To construct the validation set use the code in Detecting images generated by diffusers[2] and download GAN images from GANImageDetection and then run the command:
python3 construct_validation_set.py
To train a model run the following command:
python3 train.py --config configs/architecture2.yaml
You can customize the following parameters for a specific training:
- --num_epochs: Number of training epochs (default: 60)
- --workers: Number of workers (default: 80)
- --resume: Path to the latest checkpoint (default: None)
- --training_csv: Path to the training CSV file
- --validation_csv: Path to the validation CSV file
- --models_output_path: Path to the folder in which you want to save the model checkpoints
- --max_images: Maximum number of images to use for training (default: all)
- --pre_load_images: To pre-load the images in memory or read them from folder during training
- --config: To specify a different yaml file
- --gpu_id: To specify GPU id (-1 for multi-gpu)
- --model: To specify the architecture (0: Cross Efficient ViT; 1: Resnet50; 2: Swin)
- --image_mode: To decide if apply DCT or not
- --efficient_net: To specify a different backbone in the case of Cross Efficient ViT architecture
- --patience: To specify how many epochs wait before stopping the training (default: 10)
- --random_state: Random state value (default: 42)
You can find a pre-trained model here: https://drive.google.com/file/d/1maWSIXp5qjHTrI4vFSxtWxaceKqijhB-/view?usp=sharing
To run the evaluation use the following command:
python3 test.py --config configs/architecture.yaml --model1_weights path_to_checkpoint --output_path output.json
You can customize the following parameters for a specific evaluation:
- --workers: Number of workers (default: 80)
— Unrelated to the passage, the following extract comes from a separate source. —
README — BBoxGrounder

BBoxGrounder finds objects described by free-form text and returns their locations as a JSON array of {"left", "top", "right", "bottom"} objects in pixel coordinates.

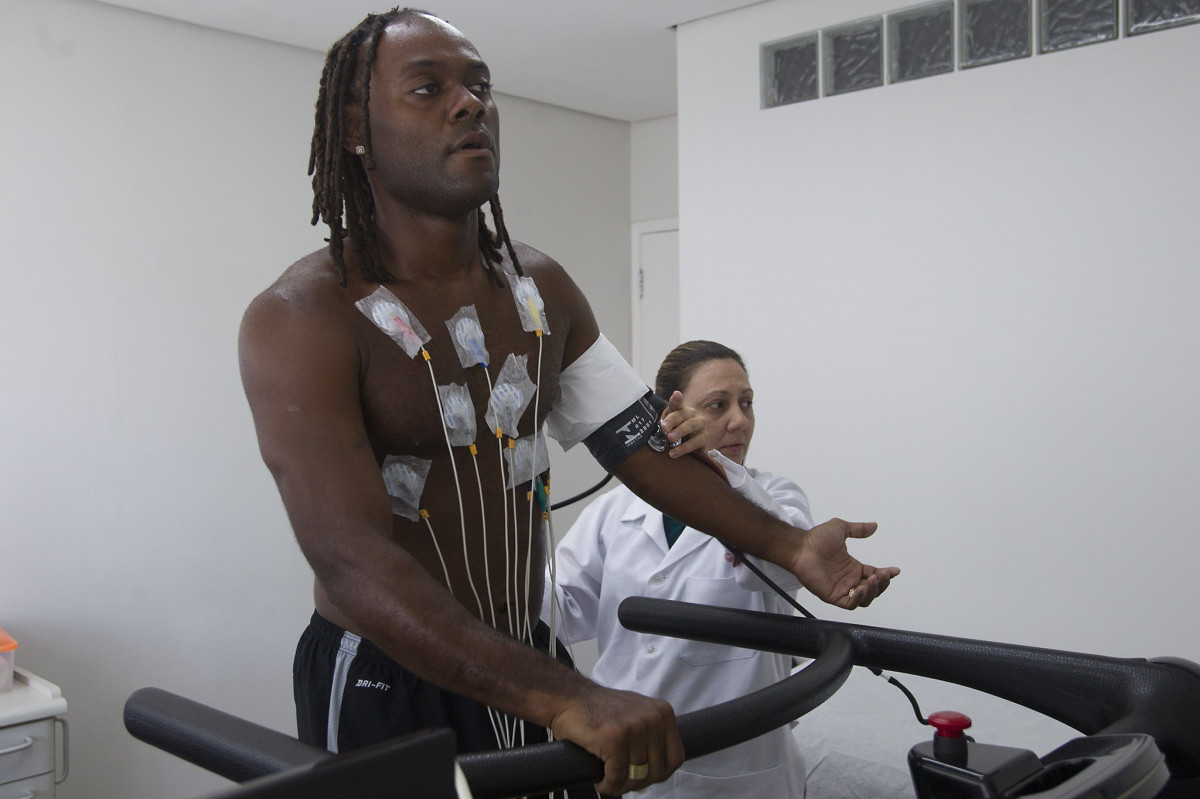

- --test_folder: Path to the test images
- --correct_labels_csv: Path to the labels csv file if available (e.g. to test on a custom test set)
- --output_path: Output to save json file containing the prediction
- --max_images: Maximum number of images to use for evaluation (default: all).
- --ensemble: To use multiple models for evaluation (if used, need to specify also the weights of the others models)
- --model1_weights: Weights for the first model (change the code properly to test a specific model)
- --model2_weights: Weights for the second model (change the code properly to test a specific model)
- --model3_weights: Weights for the third model (change the code properly to test a specific model)
- --model: Model version (0: Cross Efficient ViT; 1: Resnet50; 2: Swin)
- --config: To specify a different yaml file
- --gpu_id: To specify GPU id (-1 for multi-gpu)
- --threshold: Fake/Pristine theshold (default: 0.5)
- --random_state: Random state value (default: 42)
- --error_analysis: Perform error analysis for custom test set if generation method is available
[1] Coccomini, D.A.; Zilos, G.K., Caldelli, R.; Falchi, F.; Amato G.; S. Papadopoulos; Gennaro, C.G. MINTIME: Multi-Identity Size-Invariant Video Deepfake Detection, Arxiv, 2022
[2] Coccomini, D.A.; Esuli A.; Falchi F.; Gennaro C.; Amato G. Detecting Images Generated by Diffusers
[3] Coccomini, D.A.; Caldelli, R.; Falchi, F.; Gennaro, C. On the Generalization of Deep Learning Models in Video Deepfake Detection. J. Imaging 2023, 9, 89.
[4] Giudice, O.; Guarnera, L.; Battiato, S. Fighting Deepfakes by Detecting GAN DCT Anomalies. J. Imaging 2021, 7, 128.
[5] Ze L., Yutong L., Yue C., Han H., Yixuan W., Zheng Z., Stephen L., Baining G.; Proceedings of the IEEE/CVF International Conference on Computer Vision (ICCV), 2021, pp. 10012-10022
[6] Coccomini, D.A.; Caldelli, R.; Falchi, F.; Gennaro, C. Cross-Forgery Analysis of Vision Transformers and CNNs for Deepfake Image Detection, MAD '22: Proceedings of the 1st International Workshop on Multimedia AI against Disinformation, 2022
[7] Coccomini, D.A., Messina, N., Gennaro, C., Falchi, F. (2022). Combining EfficientNet and Vision Transformers for Video Deepfake Detection. In: Sclaroff, S., Distante, C., Leo, M., Farinella, G.M., Tombari, F. (eds) Image Analysis and Processing – ICIAP 2022. ICIAP 2022. Lecture Notes in Computer Science, vol 13233. Springer, Cham.
[8] Guarnera, L.; Giudice, O.; Guarnera, F.; Ortis, A.; Puglisi, G.; Paratore, A.; Bui, L.M.Q.; Fontani, M.; Coccomini, D.A.; Caldelli, R.; et al. The Face Deepfake Detection Challenge. J. Imaging 2022, 8, 263.